Some spouses desire that when they pass away, instead of their Individual Retirement Account (IRA) funds being made immediately available to the surviving spouse they want the IRA funds to be held in trust for the surviving spouse. This may be desireable where there are concerns about the surviving spouse’s ability to directly manage the IRA funds, or whether there is a desire to make provisions of the remaining assets to children after the death of the surviving spouse (including just to children of the first spouse to die, in a second marriage situation). By leaving the assets in trust instead of outright to the surviving spouse, the IRA and the trust must meet the special qualifications of the Code for the estate tax marital deduction - otherwise the IRS may become a taxable asset for estate tax purposes.

The usual method of qualifying a trust for a surviving spouse for the estate tax marital deduction is to qualify it as a Qualified Terminable Interest Property trust (commonly known as a "QTIP Trust"). One of the requirements that a QTIP Trust must meet is that all of its income must be distributable to the surviving spouse on an annual or more frequent basis.

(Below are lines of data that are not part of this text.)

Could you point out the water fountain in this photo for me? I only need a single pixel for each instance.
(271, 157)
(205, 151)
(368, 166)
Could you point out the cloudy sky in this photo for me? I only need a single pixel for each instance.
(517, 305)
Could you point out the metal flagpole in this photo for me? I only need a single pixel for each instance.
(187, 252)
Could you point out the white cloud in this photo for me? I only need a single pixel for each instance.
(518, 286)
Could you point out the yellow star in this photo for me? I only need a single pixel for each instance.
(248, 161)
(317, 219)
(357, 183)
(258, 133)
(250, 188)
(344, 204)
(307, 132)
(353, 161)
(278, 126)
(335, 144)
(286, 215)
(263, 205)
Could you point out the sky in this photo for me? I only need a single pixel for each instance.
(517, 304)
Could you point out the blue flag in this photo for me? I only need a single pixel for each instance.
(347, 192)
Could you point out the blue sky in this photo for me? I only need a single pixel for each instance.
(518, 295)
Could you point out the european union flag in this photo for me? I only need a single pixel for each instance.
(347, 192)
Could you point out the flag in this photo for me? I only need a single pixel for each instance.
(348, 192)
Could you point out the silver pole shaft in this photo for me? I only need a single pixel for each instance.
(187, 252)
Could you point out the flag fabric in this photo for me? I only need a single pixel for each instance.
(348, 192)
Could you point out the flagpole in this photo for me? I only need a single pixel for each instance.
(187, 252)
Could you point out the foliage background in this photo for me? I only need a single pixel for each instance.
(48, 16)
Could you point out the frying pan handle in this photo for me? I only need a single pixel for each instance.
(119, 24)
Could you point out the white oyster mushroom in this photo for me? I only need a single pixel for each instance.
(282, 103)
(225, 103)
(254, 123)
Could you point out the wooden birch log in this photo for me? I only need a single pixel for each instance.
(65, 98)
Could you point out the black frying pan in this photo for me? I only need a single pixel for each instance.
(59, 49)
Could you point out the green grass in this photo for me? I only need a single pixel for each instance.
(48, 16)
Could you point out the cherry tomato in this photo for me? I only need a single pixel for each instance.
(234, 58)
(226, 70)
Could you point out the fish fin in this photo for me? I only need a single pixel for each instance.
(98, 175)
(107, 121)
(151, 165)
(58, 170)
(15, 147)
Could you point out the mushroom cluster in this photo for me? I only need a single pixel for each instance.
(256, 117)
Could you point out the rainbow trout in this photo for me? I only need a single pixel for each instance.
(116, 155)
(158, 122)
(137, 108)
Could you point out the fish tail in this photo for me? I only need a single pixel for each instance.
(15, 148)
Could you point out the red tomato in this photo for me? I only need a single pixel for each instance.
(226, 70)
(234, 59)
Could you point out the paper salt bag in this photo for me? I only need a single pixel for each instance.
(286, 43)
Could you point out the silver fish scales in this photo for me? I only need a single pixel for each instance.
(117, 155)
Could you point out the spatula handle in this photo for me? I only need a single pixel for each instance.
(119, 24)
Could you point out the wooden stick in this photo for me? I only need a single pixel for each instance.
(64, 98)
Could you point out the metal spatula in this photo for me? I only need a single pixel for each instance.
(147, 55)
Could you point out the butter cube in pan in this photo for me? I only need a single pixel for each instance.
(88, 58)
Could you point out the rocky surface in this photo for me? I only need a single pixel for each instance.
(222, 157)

In the context of an IRA, the IRA and QTIP Trust must be arranged so that both the income of the IRA is distributed to the QTIP Trust annually, and then that income must be distributed to the surviving spouse.

In recent years, many States have adopted versions of the Uniform Principal and Income Act that modify traditional definitions of "income" for trust accounting and similar purposes. Such modifications include powers in the trustee to adjust receipts between income and principal, and unitrust provisions that define income as a fixed percentage of the annual value of the principal assets. The IRS in turn has issued regulations that will generally respect such "income" characterizations if certain requirements are met.

Consequently, there have been a lot of questions on how the new State law definitions of income interface with the requirements for distributing the income of an IRA and QTIP Trust in a manner that allows for the estate tax marital deduction. In Revenue Ruling 2006-26, the IRS has made some pronouncements that will help guide practitioners in this area.

Some of the key conclusions of the Revenue Ruling are:

a. If applicable State law alloallows for a power to adjust as provided for under the Uniform Principal and Income Act, trustee reallocations between income and principal of both the IRA and the QTIP Trust under those provisions will produce “income” that can be used to satisfy the QTIP Trust requirements;

b. If “income” is computed under the IRA or the QTIP Trust using State law unitrust provisions that meet the requirements of the Section 643(b) regulations, such computations will produce “income” that can be used to satisfy the QTIP Trust requirements;

c. If IRA “income” is computed using the provisions of the Uniform Principal and Income Act that characterize 10% of certain distributions as “income,” or that allow for an allocation to income to satisfy the estate tax marital deduction (e.g., Fla.Stats. §738.602(3) and (4)), computations of income under those provisions will NOT in and of themselves produce “income” that can be used to satisfy the QTIP Trust requirements.